Your Company's Information on the Web

On the most basic level, you must decide what information you should publish about your company on the Web. That is to say, you must discover what information your customers expect you to publish on the Web, and what is most important to them.

First Step: The FAQ

The first step to internet publishing is to create an FAQ - a collection of frequently asked questions. In need not ultimately be published in question-and-answer format, but it should be used as a guide to indicate what information you should publish, in whatever format you choose.

The traditional FAQ was developed for the Internet as a primer to preempt new participants asking elementary questions by providing the answers in advance. In much the same way, developing an FAQ for your company helps you to be proactive in providing the information your customers want.

Again, it's information "your customers want," not what you may wish to tell them - hence, a FAQ that is created internally is seldom of much use to the customer. Instead, you will need to conduct research - whether it is formal market research, or merely scheduling a time to sit with your phone service reps to discover what questions the customer is asking most frequently.

You must also consider the roles of the customers: there will be a different set of questions for a person who's never heard of your product, one who does know of it but wants top know how you compare to your competitors, one who wants to order the product, and one who has already ordered the product.

Aside of customers, you may wish to consider other audiences: what questions would be asked by a supplier? A journalist? A legislator? A prospective employee? All of these audiences will visit your site - and while serving their needs is less important than serving your customers, they should also be considered.

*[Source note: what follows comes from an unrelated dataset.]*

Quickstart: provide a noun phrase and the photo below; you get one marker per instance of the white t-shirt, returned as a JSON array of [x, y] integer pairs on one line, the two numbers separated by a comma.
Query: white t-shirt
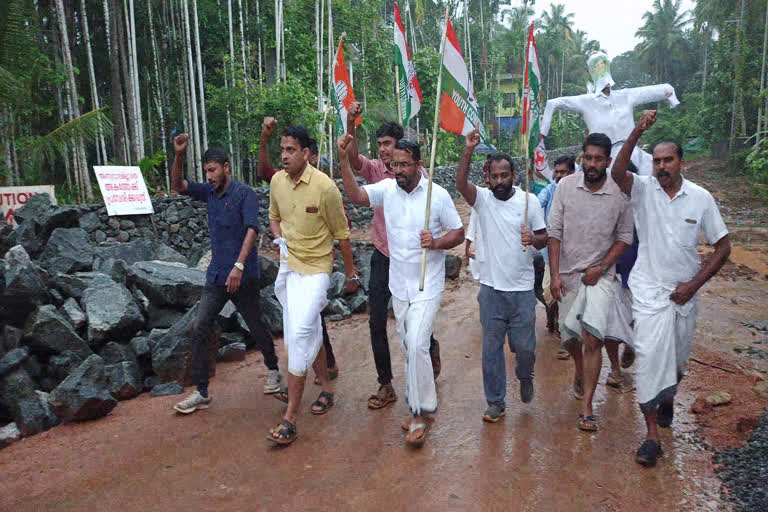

The author provides some tips for developing an actual FAQ page, which is often a good start for companies that have no Web presence at all and are just putting together the basic information.

I'm skipping that, as it's far too primitive (and largely driven by common sense).

Next Step: Search

The author suggests search as being requisite to all Web sites of a "sizable" Web site. I'm going to skip over that, as it's generally accepted that search is a navigation of last recourse.

Search is only needed if a Web site is so poorly designed that a user cannot find the information they want via the site navigation - and in those cases, Web site searches tend to be put together with just as much (or more aptly, as little) consideration of the user as the navigation was, and suck just as badly.

The Truth, But Not The Whole Truth

The author offers a little more bad advice: he suggests that you do not want to publish unflattering information about your company - that there are other sites that will criticize your company, and your own should be universally positive.

This has proven to be a bad practice: a company that ties to sweep bad news under the rug and pretend it does not exist appears to be dishonest. And users who are searching for controversies will find those "other sites" where your critics tell their side of the story (and you have no input).

The better approach is to be straightforward and honest, especially when information is unflattering. Admit your sins and shortcomings, and do what you can to make amends (or at least tell your side of the story), and do all of this in plain sight, on your own Web site.

Setting Expectations

In some instances, customers may be less than delighted with your best possible solution - you simply cannot avoid it - and it has been found that the best method for addressing this problem is to level-set with your customers.

The example given is the hours of operation for a retail store: if a company does not publish its hours, customers will drop by when the store is closed and be disappointed. If the hours are published, a customer will know in advance that you're not open at two in the morning. The disappointment they might feel at this is a great deal less poignant than if they had shown up in person and found the shop closed.

The same principle applies when merchandise is on back-order, when there's a backlog of custom orders and it will take longer than usual to deliver, etc.

Regarding your Web site, level-set with customers about performance. Tell them that they are on step two of a four-step ordering process. Tell them that it will take a while for a video to load. Give them a sense of how many "clicks" they are away from information deeper in your site.

When the news is bad, mitigate as much as possible - but remain honest and open.